Who Needs SR-22 Insurance Insurance?

You need SR-22 if Texas sent you a suspension notice explicitly requiring proof of financial responsibility, you were convicted of DUI/DWI, cited for driving without insurance, accumulated excessive violations, or failed to pay a judgment from an at-fault accident. The suspension notice will state whether SR-22 is required — not all suspensions require it. If your suspension is for unpaid tickets, child support, or failure to appear in court, SR-22 may not be part of your reinstatement conditions.
Read your suspension notice completely before buying coverage. If it lists SR-22 or proof of financial responsibility as a reinstatement requirement, you must file it before DPS will process your reinstatement. If your notice only requires a fee and does not mention SR-22, purchasing it wastes money. If you're unsure, call DPS with your license number and ask directly whether SR-22 is required for your specific suspension type — this saves you from buying the wrong product.

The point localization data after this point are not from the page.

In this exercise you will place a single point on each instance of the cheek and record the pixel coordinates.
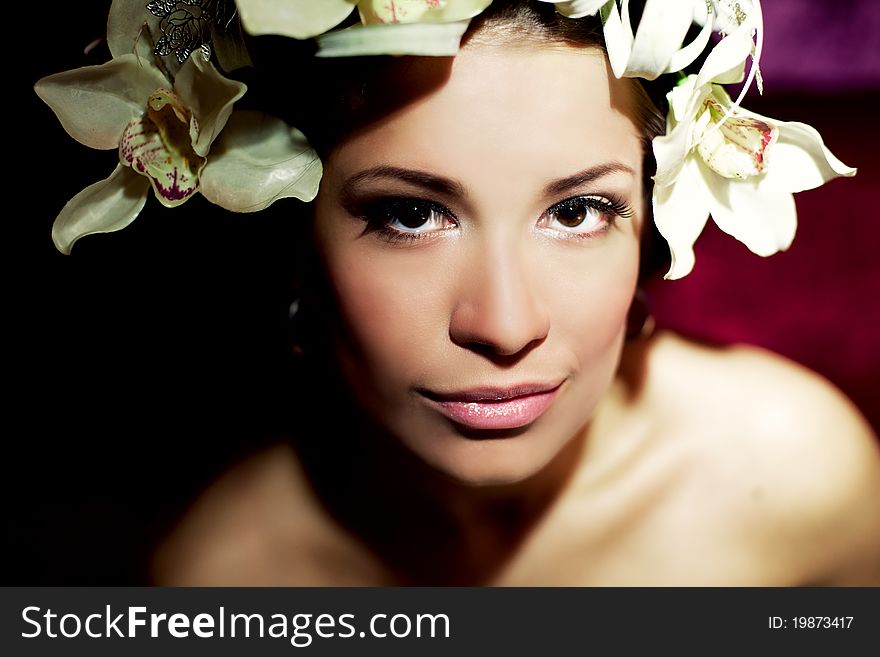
(393, 311)
(589, 308)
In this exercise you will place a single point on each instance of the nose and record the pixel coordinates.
(499, 311)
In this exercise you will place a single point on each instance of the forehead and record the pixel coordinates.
(534, 110)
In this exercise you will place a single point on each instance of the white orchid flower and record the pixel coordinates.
(392, 27)
(163, 132)
(578, 8)
(742, 168)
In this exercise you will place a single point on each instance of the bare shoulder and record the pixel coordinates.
(800, 463)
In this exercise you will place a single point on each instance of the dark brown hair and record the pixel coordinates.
(343, 95)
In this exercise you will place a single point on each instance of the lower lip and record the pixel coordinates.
(507, 414)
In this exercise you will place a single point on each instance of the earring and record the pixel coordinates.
(640, 323)
(294, 331)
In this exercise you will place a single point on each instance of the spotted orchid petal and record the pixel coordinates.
(209, 96)
(737, 147)
(94, 103)
(158, 146)
(300, 19)
(376, 12)
(256, 161)
(799, 160)
(106, 206)
(578, 8)
(680, 213)
(429, 39)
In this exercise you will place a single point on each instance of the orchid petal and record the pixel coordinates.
(105, 206)
(618, 35)
(257, 160)
(209, 95)
(579, 8)
(763, 219)
(158, 147)
(670, 151)
(662, 29)
(799, 160)
(94, 103)
(680, 213)
(378, 12)
(431, 39)
(125, 29)
(300, 19)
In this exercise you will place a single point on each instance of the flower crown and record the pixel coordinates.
(162, 103)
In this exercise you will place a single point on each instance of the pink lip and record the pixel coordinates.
(496, 408)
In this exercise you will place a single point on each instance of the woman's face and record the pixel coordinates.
(483, 245)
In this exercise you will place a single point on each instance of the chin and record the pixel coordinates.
(491, 459)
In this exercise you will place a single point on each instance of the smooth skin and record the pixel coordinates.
(660, 461)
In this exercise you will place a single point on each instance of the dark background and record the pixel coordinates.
(151, 358)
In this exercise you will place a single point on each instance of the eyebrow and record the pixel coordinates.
(587, 175)
(452, 187)
(423, 179)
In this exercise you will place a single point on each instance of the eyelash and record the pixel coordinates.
(378, 215)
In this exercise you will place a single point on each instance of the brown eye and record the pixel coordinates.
(410, 214)
(570, 214)
(406, 217)
(581, 216)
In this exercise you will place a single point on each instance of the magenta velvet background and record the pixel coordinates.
(818, 303)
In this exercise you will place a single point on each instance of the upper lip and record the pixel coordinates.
(491, 393)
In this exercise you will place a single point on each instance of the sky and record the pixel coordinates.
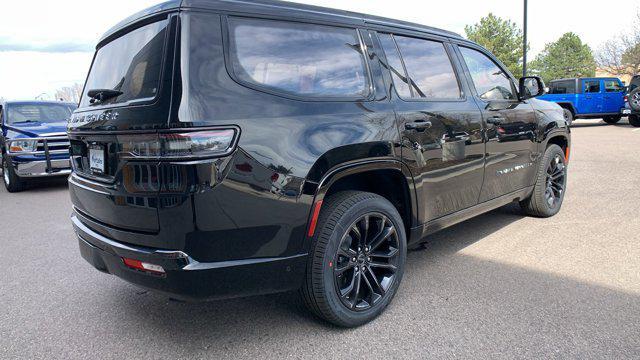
(46, 45)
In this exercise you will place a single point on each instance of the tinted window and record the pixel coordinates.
(591, 86)
(491, 82)
(130, 64)
(310, 60)
(563, 87)
(612, 86)
(394, 63)
(430, 71)
(34, 112)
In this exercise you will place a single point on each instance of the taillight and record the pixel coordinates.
(143, 266)
(178, 145)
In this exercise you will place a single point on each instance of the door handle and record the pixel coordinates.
(496, 120)
(419, 125)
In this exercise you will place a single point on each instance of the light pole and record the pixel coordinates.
(524, 46)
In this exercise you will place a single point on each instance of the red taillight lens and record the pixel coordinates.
(143, 266)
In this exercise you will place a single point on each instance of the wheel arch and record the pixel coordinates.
(377, 176)
(569, 106)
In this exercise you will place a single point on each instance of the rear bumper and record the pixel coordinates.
(186, 278)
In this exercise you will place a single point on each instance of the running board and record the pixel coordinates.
(420, 232)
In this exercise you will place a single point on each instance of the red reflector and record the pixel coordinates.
(142, 266)
(314, 218)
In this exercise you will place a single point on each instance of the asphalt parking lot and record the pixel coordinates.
(497, 286)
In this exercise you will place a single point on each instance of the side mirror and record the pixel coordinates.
(531, 86)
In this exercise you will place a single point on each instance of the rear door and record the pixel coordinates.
(511, 126)
(613, 95)
(592, 97)
(108, 184)
(440, 126)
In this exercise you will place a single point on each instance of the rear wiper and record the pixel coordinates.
(102, 94)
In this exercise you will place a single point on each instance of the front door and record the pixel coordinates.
(440, 126)
(511, 126)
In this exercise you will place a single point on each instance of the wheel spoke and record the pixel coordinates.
(375, 264)
(375, 281)
(346, 291)
(348, 253)
(384, 235)
(340, 270)
(386, 255)
(357, 289)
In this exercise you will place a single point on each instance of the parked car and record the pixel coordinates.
(632, 102)
(34, 141)
(296, 147)
(588, 98)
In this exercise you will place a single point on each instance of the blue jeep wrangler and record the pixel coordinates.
(34, 141)
(588, 98)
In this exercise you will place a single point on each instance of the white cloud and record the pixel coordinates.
(70, 25)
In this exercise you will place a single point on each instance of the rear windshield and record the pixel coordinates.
(37, 113)
(130, 64)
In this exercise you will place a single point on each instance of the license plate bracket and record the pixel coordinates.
(97, 158)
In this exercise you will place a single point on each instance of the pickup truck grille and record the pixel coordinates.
(56, 144)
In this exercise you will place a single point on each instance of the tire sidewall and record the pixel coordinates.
(371, 205)
(568, 116)
(631, 94)
(549, 155)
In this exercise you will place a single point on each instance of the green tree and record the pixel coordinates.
(502, 37)
(565, 58)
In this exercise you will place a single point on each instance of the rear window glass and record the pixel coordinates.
(130, 64)
(38, 113)
(301, 59)
(430, 71)
(563, 87)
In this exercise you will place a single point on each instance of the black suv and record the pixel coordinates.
(232, 148)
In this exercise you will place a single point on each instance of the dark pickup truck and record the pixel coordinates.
(34, 141)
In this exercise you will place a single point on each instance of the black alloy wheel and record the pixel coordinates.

How Much Does SR-22 Insurance Insurance Cost?

The SR-22 filing fee itself is $15-$50 one-time or annually depending on the carrier. The cost impact comes from your liability premium increase: standard Texas liability averages $65-$95/month; with SR-22 status, expect $110-$180/month, an increase of $540-$1,020 annually.
  • Violation type — DUI filings trigger higher surcharges than lapsed insurance suspensions because loss history differs.
  • Years since violation — rates typically decrease 10-20% each year if you maintain SR-22 without new incidents.
  • County of residence — Harris and Dallas counties average 25-40% higher SR-22 premiums than rural Texas counties due to claim frequency.
  • Policy type — non-owner SR-22 policies cost 30-50% less than owner policies because non-owner coverage excludes collision and comprehensive.